Just two days after The New York Times discovered a loophole that could allow unauthorized copying of iOS photos, they now report that the same issue exists on Android, and doesn't even require special permission. As long as an Android app has permission to access the Internet, it can copy any photos to a remote server without notifying or asking the user at all.
Currently in iOS, the app must first obtain permission to use the phone's location data, after which the app can then access the walled-off photo directory without explicitly notifying the user further. In Android, photos are stored in a standard directory in the main file system, meaning they are accessible by pretty much any app by default. While this is not technically a security hole as it is an intended consequence of the operating system's design, the drama surrounding the iOS security issue highlights why this could potentially be an issue to users.

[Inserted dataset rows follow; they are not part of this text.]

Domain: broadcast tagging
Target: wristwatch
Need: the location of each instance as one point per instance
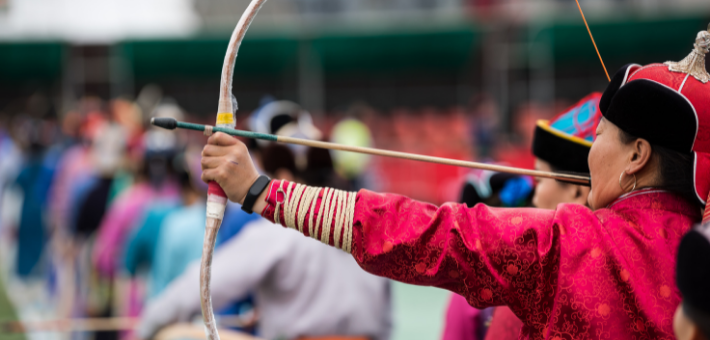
(256, 189)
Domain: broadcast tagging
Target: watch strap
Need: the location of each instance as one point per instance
(254, 191)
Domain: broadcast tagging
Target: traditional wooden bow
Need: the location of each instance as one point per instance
(216, 198)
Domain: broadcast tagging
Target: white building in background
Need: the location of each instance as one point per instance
(96, 21)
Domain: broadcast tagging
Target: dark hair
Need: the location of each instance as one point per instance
(675, 169)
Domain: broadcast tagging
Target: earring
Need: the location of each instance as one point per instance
(622, 187)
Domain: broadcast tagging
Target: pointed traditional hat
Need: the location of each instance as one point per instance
(693, 276)
(565, 140)
(669, 105)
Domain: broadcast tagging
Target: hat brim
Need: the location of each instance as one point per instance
(564, 152)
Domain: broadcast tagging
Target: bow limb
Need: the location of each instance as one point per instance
(216, 198)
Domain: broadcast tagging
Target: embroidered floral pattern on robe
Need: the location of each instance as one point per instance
(570, 273)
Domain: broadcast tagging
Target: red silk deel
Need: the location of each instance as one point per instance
(570, 273)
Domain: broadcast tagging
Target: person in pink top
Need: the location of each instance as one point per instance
(606, 271)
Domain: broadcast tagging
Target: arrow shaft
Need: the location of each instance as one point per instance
(577, 179)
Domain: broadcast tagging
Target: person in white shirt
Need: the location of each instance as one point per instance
(301, 288)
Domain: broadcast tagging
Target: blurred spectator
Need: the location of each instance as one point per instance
(180, 234)
(298, 282)
(350, 165)
(34, 180)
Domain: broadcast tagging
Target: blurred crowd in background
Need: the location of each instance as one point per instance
(100, 212)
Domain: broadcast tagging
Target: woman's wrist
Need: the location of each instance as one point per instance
(260, 203)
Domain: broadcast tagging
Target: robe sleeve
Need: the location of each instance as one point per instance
(491, 256)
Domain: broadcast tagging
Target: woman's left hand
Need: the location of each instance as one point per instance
(226, 161)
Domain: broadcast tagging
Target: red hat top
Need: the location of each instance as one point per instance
(669, 105)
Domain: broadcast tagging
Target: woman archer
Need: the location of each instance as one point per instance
(603, 271)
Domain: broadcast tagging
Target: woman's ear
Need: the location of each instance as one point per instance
(581, 194)
(639, 156)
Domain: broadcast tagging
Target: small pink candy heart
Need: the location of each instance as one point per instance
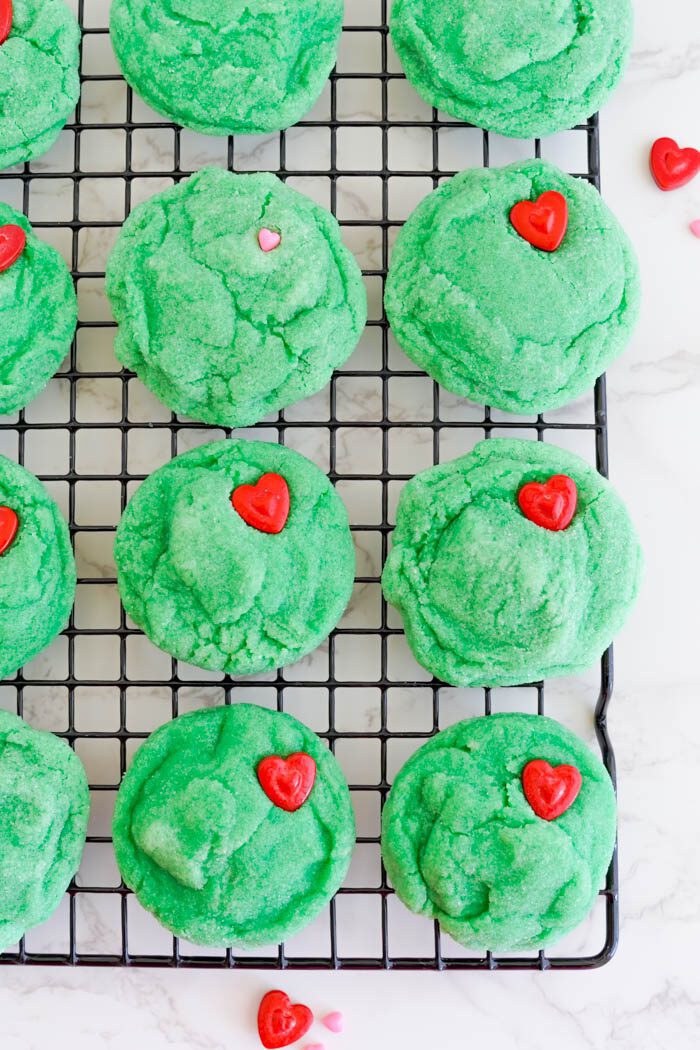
(334, 1022)
(269, 239)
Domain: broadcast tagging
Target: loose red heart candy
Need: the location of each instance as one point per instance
(542, 223)
(264, 506)
(288, 781)
(672, 166)
(549, 791)
(5, 19)
(551, 505)
(8, 526)
(13, 239)
(280, 1023)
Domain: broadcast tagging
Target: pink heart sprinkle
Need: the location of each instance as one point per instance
(269, 239)
(334, 1022)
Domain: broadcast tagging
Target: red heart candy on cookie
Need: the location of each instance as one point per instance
(549, 791)
(8, 526)
(280, 1022)
(13, 239)
(672, 166)
(288, 781)
(5, 19)
(264, 506)
(551, 505)
(542, 223)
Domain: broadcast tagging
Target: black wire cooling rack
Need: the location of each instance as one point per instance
(360, 692)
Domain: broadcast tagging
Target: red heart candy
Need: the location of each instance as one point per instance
(13, 239)
(542, 223)
(672, 166)
(5, 19)
(264, 506)
(288, 781)
(280, 1023)
(8, 526)
(550, 792)
(551, 505)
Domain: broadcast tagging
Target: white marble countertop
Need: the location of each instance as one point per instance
(649, 996)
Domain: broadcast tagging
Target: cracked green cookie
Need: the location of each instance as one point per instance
(44, 805)
(234, 296)
(203, 835)
(496, 320)
(39, 84)
(463, 844)
(490, 597)
(520, 67)
(37, 568)
(212, 583)
(38, 312)
(232, 67)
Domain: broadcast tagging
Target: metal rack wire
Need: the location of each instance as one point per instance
(68, 675)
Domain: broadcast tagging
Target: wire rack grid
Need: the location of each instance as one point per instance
(97, 433)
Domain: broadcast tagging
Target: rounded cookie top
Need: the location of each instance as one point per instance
(234, 296)
(39, 84)
(518, 67)
(39, 312)
(490, 597)
(497, 320)
(213, 588)
(208, 851)
(237, 66)
(462, 842)
(37, 568)
(44, 804)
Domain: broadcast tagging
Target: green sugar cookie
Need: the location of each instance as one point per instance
(39, 85)
(233, 67)
(234, 296)
(205, 835)
(244, 588)
(38, 311)
(490, 597)
(497, 320)
(463, 844)
(518, 67)
(44, 804)
(37, 568)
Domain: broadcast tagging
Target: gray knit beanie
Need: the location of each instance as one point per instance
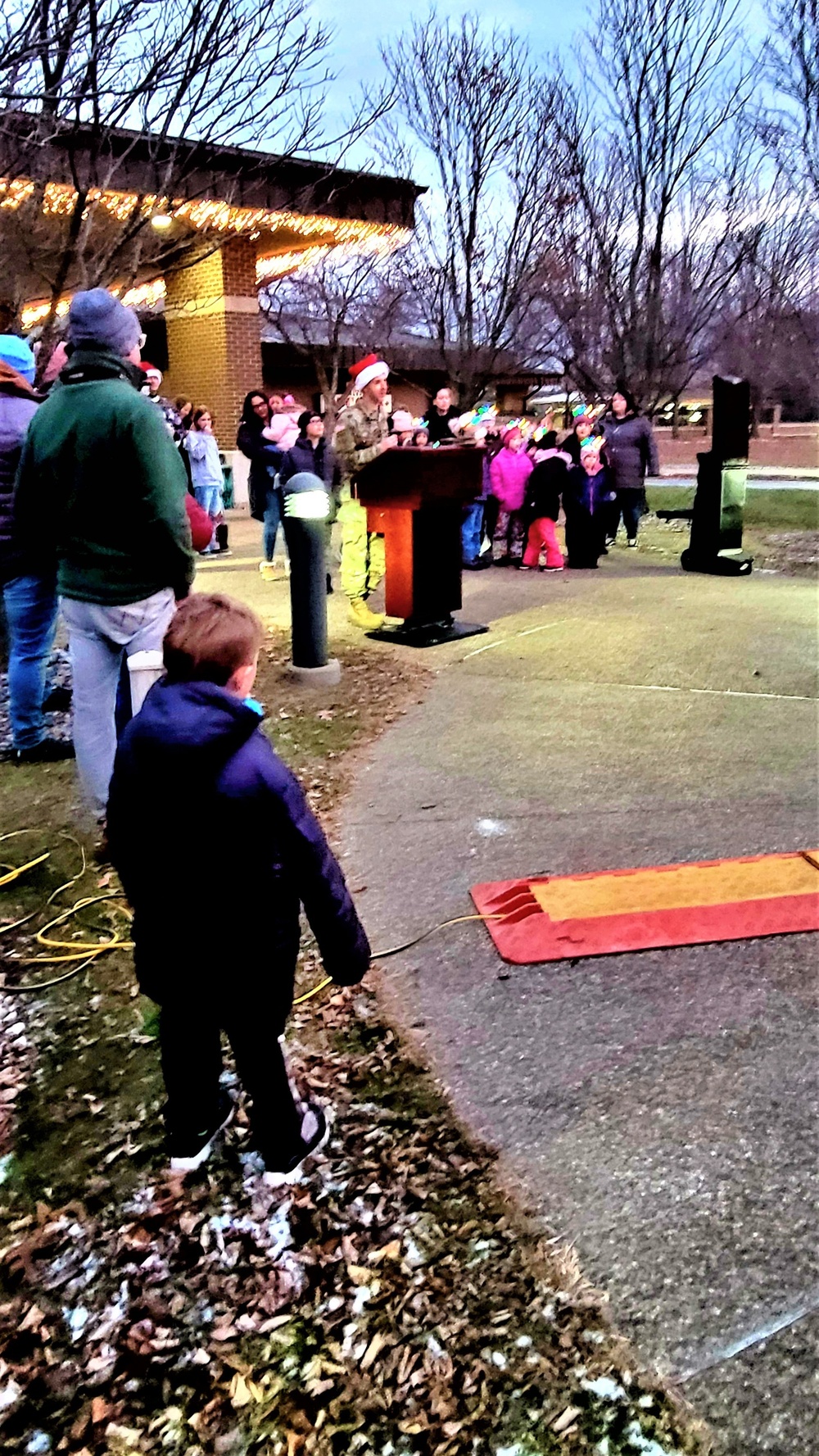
(97, 318)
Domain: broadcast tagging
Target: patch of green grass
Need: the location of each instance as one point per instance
(771, 510)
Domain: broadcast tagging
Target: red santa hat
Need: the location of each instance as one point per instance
(369, 369)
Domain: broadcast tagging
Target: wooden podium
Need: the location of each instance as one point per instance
(415, 500)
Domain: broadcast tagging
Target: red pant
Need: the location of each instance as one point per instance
(541, 536)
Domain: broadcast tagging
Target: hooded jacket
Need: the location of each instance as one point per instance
(545, 485)
(586, 494)
(102, 487)
(509, 472)
(265, 462)
(198, 796)
(630, 450)
(18, 408)
(301, 456)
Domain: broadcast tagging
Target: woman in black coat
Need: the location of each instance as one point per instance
(265, 462)
(631, 453)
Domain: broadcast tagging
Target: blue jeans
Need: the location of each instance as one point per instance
(31, 610)
(472, 532)
(97, 637)
(273, 520)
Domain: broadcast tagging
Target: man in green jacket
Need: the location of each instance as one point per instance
(101, 491)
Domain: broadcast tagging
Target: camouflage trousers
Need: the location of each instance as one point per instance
(363, 552)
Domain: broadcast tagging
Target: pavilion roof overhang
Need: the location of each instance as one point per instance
(207, 172)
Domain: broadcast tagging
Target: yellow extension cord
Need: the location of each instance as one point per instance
(89, 951)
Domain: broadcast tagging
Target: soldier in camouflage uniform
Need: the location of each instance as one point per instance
(361, 434)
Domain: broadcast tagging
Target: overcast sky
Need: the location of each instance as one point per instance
(361, 28)
(363, 25)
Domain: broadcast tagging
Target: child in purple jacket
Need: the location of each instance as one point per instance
(198, 785)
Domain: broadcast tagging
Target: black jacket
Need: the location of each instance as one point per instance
(265, 463)
(438, 427)
(217, 848)
(630, 450)
(543, 489)
(301, 456)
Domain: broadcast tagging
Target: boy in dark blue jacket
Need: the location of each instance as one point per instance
(198, 796)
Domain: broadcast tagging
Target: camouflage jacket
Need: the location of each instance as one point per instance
(360, 431)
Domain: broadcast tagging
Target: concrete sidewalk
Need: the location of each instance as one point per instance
(659, 1109)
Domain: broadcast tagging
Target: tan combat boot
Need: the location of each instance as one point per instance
(361, 616)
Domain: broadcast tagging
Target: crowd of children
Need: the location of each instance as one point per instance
(595, 475)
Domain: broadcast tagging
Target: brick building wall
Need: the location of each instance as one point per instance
(213, 326)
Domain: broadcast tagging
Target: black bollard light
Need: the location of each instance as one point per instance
(305, 510)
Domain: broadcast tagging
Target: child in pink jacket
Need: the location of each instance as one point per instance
(509, 474)
(283, 427)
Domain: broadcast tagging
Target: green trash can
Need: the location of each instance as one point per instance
(227, 488)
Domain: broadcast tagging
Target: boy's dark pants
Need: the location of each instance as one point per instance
(191, 1064)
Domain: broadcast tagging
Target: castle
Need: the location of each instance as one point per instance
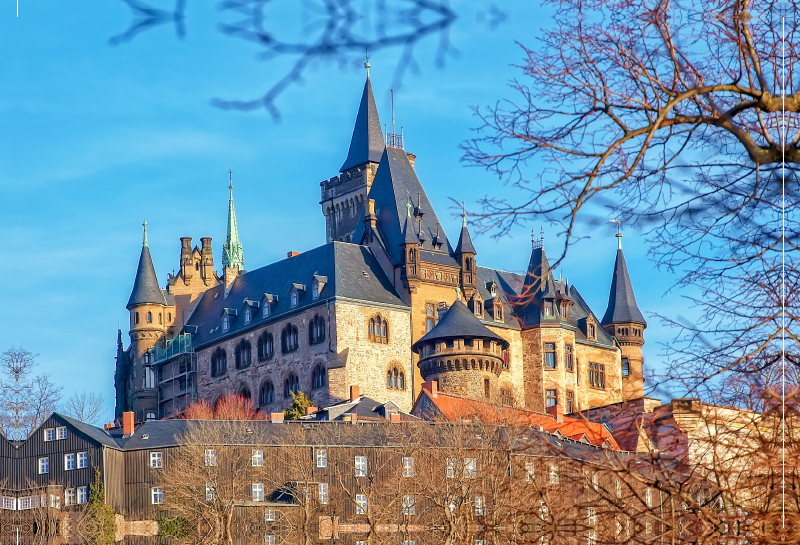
(386, 303)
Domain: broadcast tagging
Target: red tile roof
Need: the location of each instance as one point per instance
(455, 408)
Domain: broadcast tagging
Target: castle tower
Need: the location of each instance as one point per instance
(462, 355)
(232, 251)
(465, 255)
(625, 322)
(146, 306)
(344, 196)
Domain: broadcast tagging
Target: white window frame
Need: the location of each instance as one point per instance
(360, 463)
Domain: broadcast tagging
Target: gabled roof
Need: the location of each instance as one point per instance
(458, 322)
(395, 187)
(621, 301)
(366, 145)
(353, 272)
(455, 408)
(145, 286)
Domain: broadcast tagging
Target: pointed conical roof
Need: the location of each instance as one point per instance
(621, 301)
(459, 322)
(145, 286)
(366, 145)
(464, 245)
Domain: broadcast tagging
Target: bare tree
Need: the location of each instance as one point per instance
(84, 406)
(26, 400)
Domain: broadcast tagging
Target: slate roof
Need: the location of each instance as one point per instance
(366, 145)
(621, 301)
(395, 186)
(353, 272)
(458, 322)
(145, 285)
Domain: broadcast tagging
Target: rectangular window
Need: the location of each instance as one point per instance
(408, 467)
(551, 398)
(409, 506)
(323, 493)
(361, 466)
(322, 458)
(361, 504)
(258, 492)
(478, 504)
(550, 355)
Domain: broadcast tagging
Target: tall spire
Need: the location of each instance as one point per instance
(367, 143)
(145, 285)
(232, 253)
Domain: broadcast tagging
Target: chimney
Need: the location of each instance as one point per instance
(432, 387)
(557, 412)
(127, 423)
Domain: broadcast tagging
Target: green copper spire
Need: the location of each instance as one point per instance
(232, 254)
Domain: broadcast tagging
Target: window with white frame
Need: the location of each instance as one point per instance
(361, 466)
(409, 506)
(408, 466)
(258, 492)
(479, 507)
(361, 504)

And it's a potential issue that Google is not ignoring. A Google spokesman wrote to The New York Times, explaining that the reason Android phones store photos in this way is because the first Android smartphones were designed with removable memory cards in mind. Some might argue that the openness of Android's file system is a deliberate design choice and therefore not a privacy issue, but the quote from Google's spokesman shows that the company might be reconsidering that choice.
"We originally designed the Android photos file system similar to those of other computing platforms like Windows and Mac OS," the spokesman said in an email message. "At the time, images were stored on a SD card, making it easy for someone to remove the SD card from a phone and put it in a computer to view or transfer those images. As phones and tablets have evolved to rely more on built-in, nonremovable memory, we’re taking another look at this and considering adding a permission for apps to access images. We’ve always had policies in place to remove any apps on Android Market that improperly access your data."
The New York Times provided an example of the flaw with a test application that appears innocuous but actually siphons photographs to a remote server, as they did with iOS earlier this week. The security issue in iOS is reportedly due to be fixed in the future.